Deconstructing the Database, Propagation Networks, and Tuple Spaces

October 19, 2020

I enjoyed Rich Hickey’s talk on deconstructing the database, whereby he shows an unbundling of the concerns of transaction processing and durable storage from the concerns of a query engine, of live indexing, and of caching. Rather than have all concerns integrated in one server process for database management, the transaction processor is a separate service, the transactor, and durable storage of data segments/blocks is also a separate service with a key-value-store interface. See the screenshot below, which links to the full one-hour talk.

Slide of Datomic architecture, from Rich Hickey's talk, Deconstructing the Database.

The Datomic architecture is well-suited for read-heavy workloads. If all server nodes bundled all database functionality, then any node could process transactions, and thus scale writes, but then one has to address the complexity of distributed transactions. In the Datomic model, there is a single transactor, but there may be several reader processes, each of which has a local cache of the shared durable storage.

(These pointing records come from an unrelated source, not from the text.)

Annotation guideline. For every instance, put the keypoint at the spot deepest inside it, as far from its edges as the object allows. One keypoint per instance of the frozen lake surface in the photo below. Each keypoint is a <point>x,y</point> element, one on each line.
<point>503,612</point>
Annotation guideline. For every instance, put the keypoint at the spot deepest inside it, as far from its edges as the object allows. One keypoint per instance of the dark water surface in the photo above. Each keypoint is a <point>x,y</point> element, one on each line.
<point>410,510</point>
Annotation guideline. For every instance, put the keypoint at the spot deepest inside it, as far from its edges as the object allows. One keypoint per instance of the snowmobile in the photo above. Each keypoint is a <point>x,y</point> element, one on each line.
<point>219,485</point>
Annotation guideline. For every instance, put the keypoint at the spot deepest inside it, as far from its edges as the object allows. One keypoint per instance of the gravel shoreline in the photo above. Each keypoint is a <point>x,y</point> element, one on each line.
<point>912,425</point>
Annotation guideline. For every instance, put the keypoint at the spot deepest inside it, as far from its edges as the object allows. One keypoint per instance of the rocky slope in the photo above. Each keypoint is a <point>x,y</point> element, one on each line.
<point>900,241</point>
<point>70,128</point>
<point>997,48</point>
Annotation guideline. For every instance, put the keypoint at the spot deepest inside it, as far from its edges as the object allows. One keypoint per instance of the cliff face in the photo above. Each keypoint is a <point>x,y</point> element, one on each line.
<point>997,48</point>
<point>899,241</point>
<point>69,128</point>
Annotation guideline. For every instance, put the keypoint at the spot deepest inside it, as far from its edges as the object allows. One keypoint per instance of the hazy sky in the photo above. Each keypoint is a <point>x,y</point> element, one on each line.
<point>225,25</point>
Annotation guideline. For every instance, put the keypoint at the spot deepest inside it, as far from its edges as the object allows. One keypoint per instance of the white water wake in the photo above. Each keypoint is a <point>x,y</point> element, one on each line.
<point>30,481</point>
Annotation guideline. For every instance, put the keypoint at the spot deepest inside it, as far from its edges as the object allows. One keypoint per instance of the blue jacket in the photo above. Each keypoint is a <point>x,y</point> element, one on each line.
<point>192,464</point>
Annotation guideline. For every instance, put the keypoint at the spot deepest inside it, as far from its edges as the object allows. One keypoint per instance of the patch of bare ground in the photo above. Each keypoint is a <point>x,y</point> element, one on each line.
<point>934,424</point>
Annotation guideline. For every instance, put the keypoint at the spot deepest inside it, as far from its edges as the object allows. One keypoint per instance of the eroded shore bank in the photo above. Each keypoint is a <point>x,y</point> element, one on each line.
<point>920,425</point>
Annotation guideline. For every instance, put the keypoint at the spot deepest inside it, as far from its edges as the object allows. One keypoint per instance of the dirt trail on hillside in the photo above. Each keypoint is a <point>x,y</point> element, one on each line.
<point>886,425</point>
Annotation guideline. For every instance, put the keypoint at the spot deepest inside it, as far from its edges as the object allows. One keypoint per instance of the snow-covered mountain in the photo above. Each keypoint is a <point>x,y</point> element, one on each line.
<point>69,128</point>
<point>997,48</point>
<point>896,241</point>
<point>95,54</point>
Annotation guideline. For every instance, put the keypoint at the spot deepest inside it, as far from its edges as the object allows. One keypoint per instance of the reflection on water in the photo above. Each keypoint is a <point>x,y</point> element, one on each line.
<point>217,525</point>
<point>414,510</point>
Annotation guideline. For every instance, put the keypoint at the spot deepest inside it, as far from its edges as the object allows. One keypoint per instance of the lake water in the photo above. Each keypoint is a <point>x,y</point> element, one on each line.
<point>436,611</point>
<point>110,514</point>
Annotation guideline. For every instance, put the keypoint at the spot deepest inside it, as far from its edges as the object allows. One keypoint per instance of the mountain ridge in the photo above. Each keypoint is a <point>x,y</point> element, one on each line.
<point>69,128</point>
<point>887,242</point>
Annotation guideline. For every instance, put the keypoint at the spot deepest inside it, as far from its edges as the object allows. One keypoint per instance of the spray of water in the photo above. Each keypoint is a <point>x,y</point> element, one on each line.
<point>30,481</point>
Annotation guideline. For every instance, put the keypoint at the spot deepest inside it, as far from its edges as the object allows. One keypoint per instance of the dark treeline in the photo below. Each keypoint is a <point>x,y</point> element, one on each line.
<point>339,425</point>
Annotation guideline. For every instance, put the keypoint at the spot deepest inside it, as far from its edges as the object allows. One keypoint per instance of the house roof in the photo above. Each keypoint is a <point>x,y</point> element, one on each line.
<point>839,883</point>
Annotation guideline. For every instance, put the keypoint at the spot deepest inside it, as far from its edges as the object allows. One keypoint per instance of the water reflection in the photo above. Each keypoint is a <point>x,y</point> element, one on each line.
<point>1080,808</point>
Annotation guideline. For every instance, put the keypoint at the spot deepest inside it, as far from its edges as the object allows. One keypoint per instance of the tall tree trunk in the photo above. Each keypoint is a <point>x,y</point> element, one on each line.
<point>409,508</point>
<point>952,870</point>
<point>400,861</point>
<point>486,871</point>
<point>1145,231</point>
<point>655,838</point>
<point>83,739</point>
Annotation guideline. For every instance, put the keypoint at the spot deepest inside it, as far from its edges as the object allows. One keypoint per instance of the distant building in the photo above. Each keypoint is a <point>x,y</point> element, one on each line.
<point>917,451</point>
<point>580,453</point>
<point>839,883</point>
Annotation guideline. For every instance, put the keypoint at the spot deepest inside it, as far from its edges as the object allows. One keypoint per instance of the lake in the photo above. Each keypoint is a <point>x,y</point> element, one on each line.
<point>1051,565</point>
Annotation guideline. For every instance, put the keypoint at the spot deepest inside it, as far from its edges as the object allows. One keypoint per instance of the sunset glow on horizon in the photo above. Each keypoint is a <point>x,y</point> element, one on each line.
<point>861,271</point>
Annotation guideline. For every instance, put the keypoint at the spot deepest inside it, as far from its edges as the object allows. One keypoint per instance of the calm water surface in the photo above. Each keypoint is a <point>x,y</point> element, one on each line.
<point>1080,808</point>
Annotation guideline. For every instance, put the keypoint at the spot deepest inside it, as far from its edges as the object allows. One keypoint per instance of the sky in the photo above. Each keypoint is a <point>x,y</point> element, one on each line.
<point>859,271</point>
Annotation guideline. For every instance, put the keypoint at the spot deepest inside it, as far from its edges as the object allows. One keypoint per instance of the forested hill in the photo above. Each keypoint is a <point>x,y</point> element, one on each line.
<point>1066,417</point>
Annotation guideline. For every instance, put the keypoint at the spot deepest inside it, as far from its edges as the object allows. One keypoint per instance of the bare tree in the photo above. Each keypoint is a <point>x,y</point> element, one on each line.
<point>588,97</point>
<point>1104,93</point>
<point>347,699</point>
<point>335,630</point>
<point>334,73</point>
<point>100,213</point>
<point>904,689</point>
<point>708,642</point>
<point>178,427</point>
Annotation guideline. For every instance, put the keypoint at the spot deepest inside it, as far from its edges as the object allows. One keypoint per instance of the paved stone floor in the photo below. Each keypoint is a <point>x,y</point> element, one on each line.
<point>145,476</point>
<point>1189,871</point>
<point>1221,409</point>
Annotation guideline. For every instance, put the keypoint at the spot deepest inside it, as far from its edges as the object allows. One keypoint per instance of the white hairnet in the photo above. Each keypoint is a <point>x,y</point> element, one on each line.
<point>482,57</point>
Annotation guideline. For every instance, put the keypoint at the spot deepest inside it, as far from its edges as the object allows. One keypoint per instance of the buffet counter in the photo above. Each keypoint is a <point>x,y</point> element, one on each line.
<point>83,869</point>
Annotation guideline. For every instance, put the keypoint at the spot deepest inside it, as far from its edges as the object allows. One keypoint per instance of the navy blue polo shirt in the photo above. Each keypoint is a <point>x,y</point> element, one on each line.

The shared durable storage also simplifies things, because although this architecture is not shared-memory, it also doesn’t go as far as shared-nothing. It is more akin to shared-disk, as if all reader nodes were connected to an attached RAID. Given that this shared storage is treated as a key-value store, the implementation is flexible: a supercomputing center’s shared project filesystem, AWS S3, Postgres, DynamoDB, whatever.

Key enablers of this architecture are (a) immutability of the data and (b) a simple information model, that of tuples representing assertions and retractions of simple entity-attribute-value statements, each with an associated transaction entity (where a key attribute of this entity is a timestamp value). This means that persistent data structures can be used in merging new data with old data – lots of on-disk structure is shared, and with maximal granularity because there are no schema migrations.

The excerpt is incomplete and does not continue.